FAST NEWS: CTG Duty Free’s vice chairman leaves to retire
The Latest: Duty-free store operator China Tourism Group (CTG) Duty Free Corp. Ltd. (1880.HK; 601888.SH) announced Thursday its executive director and vice-chairman Chen Guoqiang has retired from the company.
Looking Up: The announcement stated that Chen confirmed he had no disagreement with the company and the board.
Take Note: The company’s top management has changed frequently in recent years. Peng Hui became chairman in 2022, only to be succeeded by Li Gang in February last year. But Li passed away eight months later and his job was taken over by Wang Xuan. The vice chairman’s departure could add to investor concerns about the frequent changes in the company’s top management.

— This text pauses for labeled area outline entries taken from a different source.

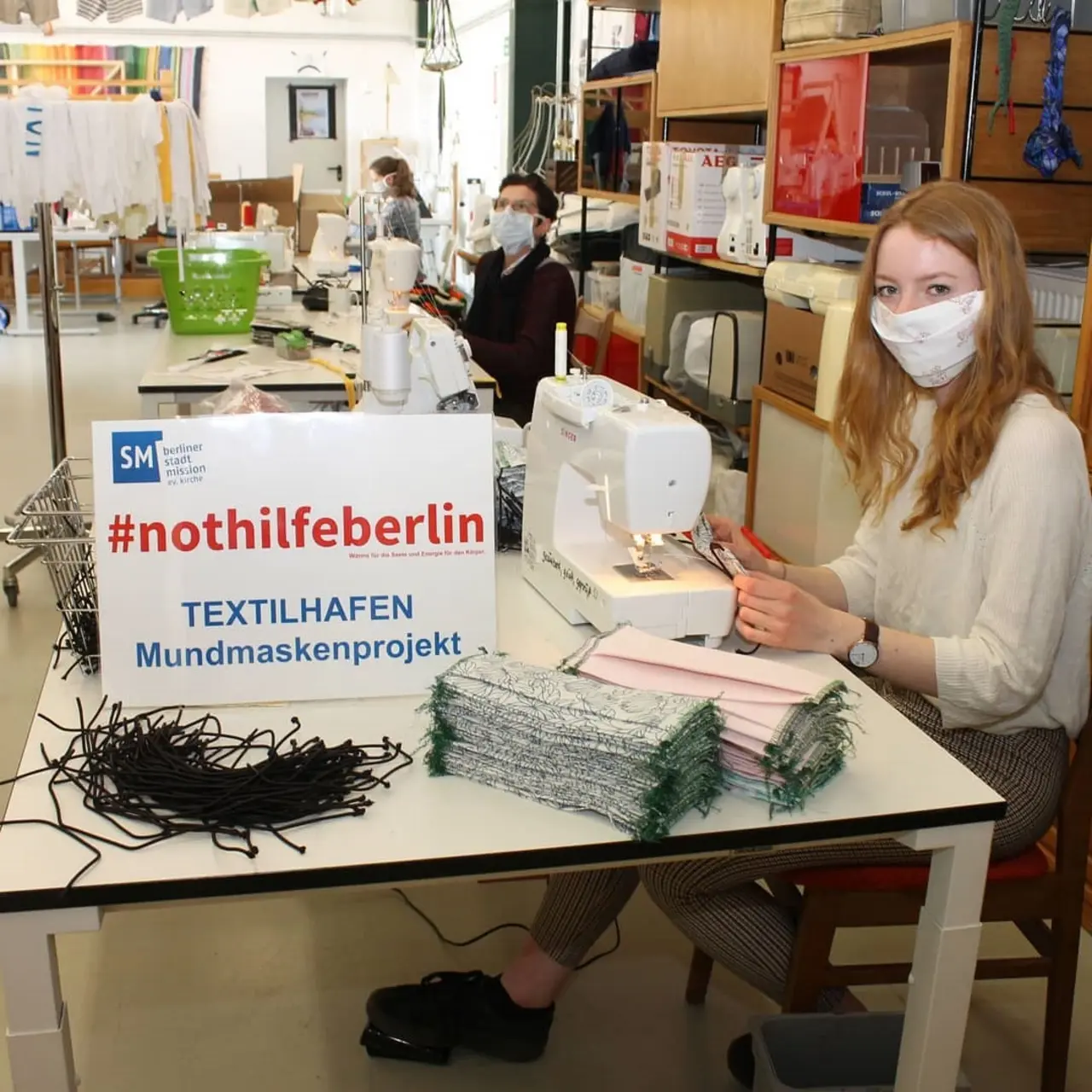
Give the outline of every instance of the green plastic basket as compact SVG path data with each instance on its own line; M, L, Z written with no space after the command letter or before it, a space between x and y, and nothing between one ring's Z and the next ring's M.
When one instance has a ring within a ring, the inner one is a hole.
M270 257L261 250L153 250L149 264L159 271L170 329L176 334L245 334L258 307L258 285Z

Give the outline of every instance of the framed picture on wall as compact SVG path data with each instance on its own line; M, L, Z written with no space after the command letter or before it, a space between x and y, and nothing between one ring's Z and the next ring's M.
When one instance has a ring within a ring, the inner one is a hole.
M288 139L336 140L337 107L332 84L288 87Z

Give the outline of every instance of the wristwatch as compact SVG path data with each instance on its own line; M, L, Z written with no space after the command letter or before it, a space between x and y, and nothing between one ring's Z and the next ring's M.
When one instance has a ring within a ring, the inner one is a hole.
M880 628L870 618L863 621L865 636L850 649L848 660L854 667L868 670L880 658Z

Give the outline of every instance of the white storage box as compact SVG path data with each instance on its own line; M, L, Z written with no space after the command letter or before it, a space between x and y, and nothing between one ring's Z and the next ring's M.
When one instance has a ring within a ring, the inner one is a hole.
M786 46L856 38L880 25L880 0L785 0L781 36Z
M587 286L587 302L593 307L602 307L607 311L617 311L621 297L621 277L602 270L592 270L584 274Z
M817 262L778 260L767 266L762 287L767 299L826 314L828 305L835 300L856 300L857 271Z
M686 394L731 427L750 423L762 370L761 311L717 311L690 325L682 358Z
M644 313L649 306L649 277L655 273L654 265L634 262L625 256L621 259L621 283L618 309L627 322L634 327L644 325Z

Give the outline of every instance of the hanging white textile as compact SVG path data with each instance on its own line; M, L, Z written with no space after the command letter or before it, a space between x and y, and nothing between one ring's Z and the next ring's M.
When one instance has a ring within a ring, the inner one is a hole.
M38 202L62 201L129 237L152 224L188 232L205 223L209 159L189 103L63 95L40 87L0 98L0 201L21 221Z

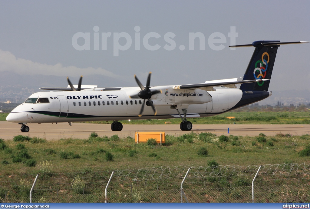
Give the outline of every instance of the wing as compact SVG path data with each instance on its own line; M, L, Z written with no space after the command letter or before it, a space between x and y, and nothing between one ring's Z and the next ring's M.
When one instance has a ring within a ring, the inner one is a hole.
M228 79L227 80L229 80ZM269 79L258 79L257 80L240 80L234 81L223 81L220 82L207 82L204 84L188 84L181 85L179 86L175 86L173 89L200 89L206 91L215 91L213 87L224 86L229 88L237 88L235 85L237 84L241 84L247 83L254 83L270 80Z

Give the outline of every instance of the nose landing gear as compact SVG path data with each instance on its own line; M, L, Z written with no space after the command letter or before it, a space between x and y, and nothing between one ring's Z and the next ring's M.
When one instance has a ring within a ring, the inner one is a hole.
M27 124L21 124L21 127L20 128L20 131L23 132L28 132L30 129L29 127L26 125Z

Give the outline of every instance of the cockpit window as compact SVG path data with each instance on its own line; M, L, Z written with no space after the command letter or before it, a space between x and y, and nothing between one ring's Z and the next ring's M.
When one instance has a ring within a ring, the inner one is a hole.
M49 103L50 101L48 101L48 99L47 98L39 98L38 99L37 103Z
M26 100L24 103L35 103L38 99L38 98L29 98L27 100Z

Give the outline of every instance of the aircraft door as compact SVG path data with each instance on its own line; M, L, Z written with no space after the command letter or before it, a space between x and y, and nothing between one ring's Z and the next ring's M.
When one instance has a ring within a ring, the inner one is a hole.
M69 104L66 97L63 95L57 96L59 102L60 102L60 108L59 109L59 117L65 118L68 116L69 112Z

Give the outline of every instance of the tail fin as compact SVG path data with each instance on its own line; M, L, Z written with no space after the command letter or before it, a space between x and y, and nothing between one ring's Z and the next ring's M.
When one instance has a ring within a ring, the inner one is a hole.
M229 46L230 47L253 46L253 55L244 74L243 80L271 78L273 65L278 47L281 45L308 43L307 41L280 42L280 41L258 41L251 44ZM240 87L242 90L268 91L270 81L243 84Z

Digging Deeper: CTG Duty Free operates nearly 200 duty free retail stores in China, and listed in Shanghai in 2009 and Hong Kong in 2022. The company’s six stores in Hainan province were big beneficiaries after China relaxed its duty-free shopping limits on the southern vacation island in 2020, and accounted for 59% of its revenue last year. But as consumer sentiment has weakened with China’s slowing economy, CTG’s revenue in the first half of this year dropped by 12.8% to 31.27 billion yuan ($4.4 billion) year-on-year, while its net profit also fell by 15% to 3.29 billion yuan.
Market Reaction: CTG Duty Free’s Hong Kong shares rose on Friday, closing up 0.5% to HK$41.4 at the midday break. The stock now trades near the lower end of its 52-week range.